La mano derecha de Idaho tanteó un poco más arriba y encontró un reborde afilado. Por encima de ello no notó nada más y al punto, evocando su esquema mental, trató de recordar si podía haber allí una amplia grieta. No osaba permitirse pensar que había alcanzado la cima… no podía ser todavía. Al apoyar el peso, el filo del reborde le hizo un corte en los dedos. Desplazó su mano izquierda hasta aquel mismo nivel, encontró un asidero, y lentamente se impulsó hacia arriba. Sus ojos alcanzaron entonces la altura de sus manos y divisó un espacio plano que se abría hacia afuera… extendiéndose hacia el cielo azul. La superficie a que sus manos se aferraban mostraba antiguas grietas provocadas por el tiempo y los agentes atmosféricos. Encorvó los dedos desplazándolos por aquella superficie, una mano cada vez, buscando las fisuras, impulsado hacia arriba el pecho… la cintura… las caderas. Entonces rodó, retorciéndose, hasta dejar bien atrás la Muralla. Sólo entonces se puso en pie y se comunicó a sí mismo el mensaje que le enviaban sus sentidos.

La cima. Y no había necesitado ni clavos ni martillo.

Entonces un leve sonido alcanzó sus oídos. ¿Eran vítores?

Caminó hasta el borde y miró hacia abajo, agitando la mano en señal de saludo. Sí, en efecto, le estaban vitoreando. Se dio la vuelta y se dirigió a grandes pasos hasta el centro del camino, dejando que la alegría calmara el temblor de sus músculos y mitigara el dolor de sus hombros. Lentamente, describió un círculo entero, examinando la cima mientras dejaba por fin que sus recuerdos calcularan la altura de la escalada.

Novecientos metros… por lo menos.

El Camino Real le interesó sobremanera. No tenía nada que ver con lo que había visto en la ruta de Onn. Era ancho, anchísimo… tendría como mínimo quinientos metros. La calzada tenía un pavimento gris, liso y uniforme, cuyos bordes llegaban respectivamente a cien metros de los dos bordes de la Muralla. Numerosos pilares de piedra de la altura de un hombre flanqueaban la calzada, alejándose como centinelas por la ruta que Leto emplearía.

Idaho se encaminó al borde de la Muralla que daba al lado opuesto del Sareer y contempló el panorama. En lontananza, la corriente verde del río se precipitaba con violencia contra las rocas de un contrafuerte, deshaciéndose en espuma. Miró entonces hacia la derecha. Leto vendría de aquella dirección. El Camino y la Muralla describían una suave curva a la derecha, que se iniciaba a unos trescientos metros del lugar donde se encontraba Idaho. Este regresó al camino y echó a andar por el borde, siguiendo la curva que terminaba describiendo una ese y se estrechaba, iniciando suavemente la bajada. Allí se detuvo a contemplar lo que aparecía ante sus ojos, viendo como se formaba un nuevo esquema.
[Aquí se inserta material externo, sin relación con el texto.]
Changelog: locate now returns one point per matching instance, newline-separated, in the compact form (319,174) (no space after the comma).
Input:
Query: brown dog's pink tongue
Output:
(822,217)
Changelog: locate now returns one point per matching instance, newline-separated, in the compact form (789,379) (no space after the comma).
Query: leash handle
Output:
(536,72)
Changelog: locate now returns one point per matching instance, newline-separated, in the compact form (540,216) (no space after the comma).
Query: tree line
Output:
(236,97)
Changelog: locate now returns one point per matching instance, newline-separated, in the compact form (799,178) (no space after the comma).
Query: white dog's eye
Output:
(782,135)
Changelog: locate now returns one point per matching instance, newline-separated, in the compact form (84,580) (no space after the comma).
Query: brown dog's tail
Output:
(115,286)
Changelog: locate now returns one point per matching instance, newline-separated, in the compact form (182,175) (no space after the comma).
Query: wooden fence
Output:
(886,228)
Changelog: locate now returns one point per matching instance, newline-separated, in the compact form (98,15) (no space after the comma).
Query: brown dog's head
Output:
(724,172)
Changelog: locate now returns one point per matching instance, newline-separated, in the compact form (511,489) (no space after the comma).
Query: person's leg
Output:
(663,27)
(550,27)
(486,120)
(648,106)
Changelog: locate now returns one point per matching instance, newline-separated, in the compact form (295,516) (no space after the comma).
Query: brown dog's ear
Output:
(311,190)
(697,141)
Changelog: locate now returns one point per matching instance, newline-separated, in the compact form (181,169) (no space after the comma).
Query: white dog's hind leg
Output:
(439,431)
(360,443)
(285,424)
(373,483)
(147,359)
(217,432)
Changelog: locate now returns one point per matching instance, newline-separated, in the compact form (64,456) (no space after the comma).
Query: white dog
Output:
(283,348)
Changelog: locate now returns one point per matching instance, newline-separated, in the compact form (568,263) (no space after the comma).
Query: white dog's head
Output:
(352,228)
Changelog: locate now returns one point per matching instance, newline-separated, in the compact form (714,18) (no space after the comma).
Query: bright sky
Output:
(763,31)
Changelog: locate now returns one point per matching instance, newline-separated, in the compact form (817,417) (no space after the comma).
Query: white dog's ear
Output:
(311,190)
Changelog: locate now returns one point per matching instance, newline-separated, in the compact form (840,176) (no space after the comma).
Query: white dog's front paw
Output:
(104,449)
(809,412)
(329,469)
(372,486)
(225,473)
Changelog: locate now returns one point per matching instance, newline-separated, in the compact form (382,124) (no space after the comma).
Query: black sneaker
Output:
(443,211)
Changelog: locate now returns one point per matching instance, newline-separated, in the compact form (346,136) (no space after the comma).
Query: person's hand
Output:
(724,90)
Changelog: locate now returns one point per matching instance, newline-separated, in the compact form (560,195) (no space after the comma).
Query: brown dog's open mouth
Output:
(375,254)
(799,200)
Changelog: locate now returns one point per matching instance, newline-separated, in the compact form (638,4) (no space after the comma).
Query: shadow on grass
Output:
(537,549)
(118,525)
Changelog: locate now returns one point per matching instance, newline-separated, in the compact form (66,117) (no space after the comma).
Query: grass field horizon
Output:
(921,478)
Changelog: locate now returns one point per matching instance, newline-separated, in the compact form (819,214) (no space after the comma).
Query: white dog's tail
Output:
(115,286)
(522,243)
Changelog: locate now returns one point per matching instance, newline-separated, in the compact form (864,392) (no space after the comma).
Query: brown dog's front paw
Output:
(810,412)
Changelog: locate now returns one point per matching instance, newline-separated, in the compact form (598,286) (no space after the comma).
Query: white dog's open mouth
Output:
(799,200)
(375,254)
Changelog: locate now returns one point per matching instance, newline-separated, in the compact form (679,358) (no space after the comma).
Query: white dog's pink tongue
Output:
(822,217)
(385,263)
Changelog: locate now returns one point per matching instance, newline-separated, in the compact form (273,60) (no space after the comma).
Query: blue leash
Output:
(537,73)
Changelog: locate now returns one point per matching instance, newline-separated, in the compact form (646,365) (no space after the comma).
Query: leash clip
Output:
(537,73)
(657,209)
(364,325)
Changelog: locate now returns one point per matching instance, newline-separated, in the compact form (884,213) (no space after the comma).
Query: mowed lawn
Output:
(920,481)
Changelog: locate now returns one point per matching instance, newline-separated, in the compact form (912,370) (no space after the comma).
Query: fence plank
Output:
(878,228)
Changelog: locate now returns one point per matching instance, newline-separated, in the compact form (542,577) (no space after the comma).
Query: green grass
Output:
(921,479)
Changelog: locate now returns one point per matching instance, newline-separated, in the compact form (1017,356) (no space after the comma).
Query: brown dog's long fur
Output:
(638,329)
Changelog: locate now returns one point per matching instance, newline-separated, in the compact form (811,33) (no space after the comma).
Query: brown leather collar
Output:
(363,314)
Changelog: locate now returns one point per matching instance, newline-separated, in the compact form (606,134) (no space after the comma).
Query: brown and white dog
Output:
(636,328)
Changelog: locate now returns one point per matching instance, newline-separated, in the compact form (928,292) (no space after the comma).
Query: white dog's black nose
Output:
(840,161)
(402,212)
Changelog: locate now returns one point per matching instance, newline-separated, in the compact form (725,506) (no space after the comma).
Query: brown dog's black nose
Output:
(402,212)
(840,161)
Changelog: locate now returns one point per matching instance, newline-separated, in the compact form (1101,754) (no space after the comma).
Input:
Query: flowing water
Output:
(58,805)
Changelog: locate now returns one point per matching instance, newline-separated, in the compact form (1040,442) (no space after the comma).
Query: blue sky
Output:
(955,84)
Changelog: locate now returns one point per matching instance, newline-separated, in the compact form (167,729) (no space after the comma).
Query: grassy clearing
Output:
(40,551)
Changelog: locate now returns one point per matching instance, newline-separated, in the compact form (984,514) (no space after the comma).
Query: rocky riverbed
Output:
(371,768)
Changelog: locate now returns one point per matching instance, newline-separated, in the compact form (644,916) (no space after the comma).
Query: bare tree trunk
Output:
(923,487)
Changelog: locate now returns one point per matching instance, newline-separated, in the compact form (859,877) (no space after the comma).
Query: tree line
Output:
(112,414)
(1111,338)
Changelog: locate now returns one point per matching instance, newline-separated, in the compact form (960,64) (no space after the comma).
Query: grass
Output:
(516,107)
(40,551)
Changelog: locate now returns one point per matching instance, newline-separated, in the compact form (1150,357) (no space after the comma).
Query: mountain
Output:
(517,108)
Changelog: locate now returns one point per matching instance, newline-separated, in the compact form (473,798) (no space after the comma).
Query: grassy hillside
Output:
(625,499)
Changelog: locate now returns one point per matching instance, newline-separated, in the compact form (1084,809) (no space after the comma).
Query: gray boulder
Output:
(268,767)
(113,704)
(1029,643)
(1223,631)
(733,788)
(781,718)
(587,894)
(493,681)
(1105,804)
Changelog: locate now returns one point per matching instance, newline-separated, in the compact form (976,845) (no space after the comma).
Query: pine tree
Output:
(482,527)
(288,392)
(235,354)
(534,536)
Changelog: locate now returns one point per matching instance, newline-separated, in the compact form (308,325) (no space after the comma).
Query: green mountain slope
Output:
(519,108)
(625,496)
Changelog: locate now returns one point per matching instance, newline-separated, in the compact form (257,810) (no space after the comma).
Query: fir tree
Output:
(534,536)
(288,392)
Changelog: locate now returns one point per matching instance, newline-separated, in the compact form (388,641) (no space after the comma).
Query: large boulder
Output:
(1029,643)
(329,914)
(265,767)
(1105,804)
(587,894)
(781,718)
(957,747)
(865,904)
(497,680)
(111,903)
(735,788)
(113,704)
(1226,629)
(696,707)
A unos tres kilómetros después de iniciado el suave descenso, el camino se estrechaba y cruzaba la garganta del río por un puente cuya fantástica estructura parecía risible y de juguete a esta distancia. Idaho recordó un puente similar en la ruta de Onn, sintiendo bajo sus pies la impresión de pisarlo realmente. Decidió confiar en su memoria y procedió a pensar en los puentes con mentalidad de caudillo militar, es decir, bien como pasos, bien como trampas.

Desplazándose hacia la izquierda, miró la elevada Muralla que nacía del extremo del fantástico puente por donde continuaba el camino, convertido ya en una línea fina que, tras describir una curva suave, enfilaba en línea recta al norte. Allí se veían dos Murallas, con el río discurriendo entre ellas. La corriente se deslizaba por una sima artificial, con su humedad confinada al interior de un canal de ventilación dirigido hacia el norte, mientras que las aguas propiamente dichas discurrían hacia el sur.

Idaho ignoró entonces el río. Allí estaba, y allí estaría mañana. Fijó la atención en el puente, dejando que su pericia militar lo examinara. Asintió con la cabeza, una sola vez, antes de regresar por donde había venido, sacándose de los hombros la cuerda ligera que llevaba allí enrollada.

Solo al ver la cuerda bajar serpenteando por la pared tuvo Nayla su orgasmo.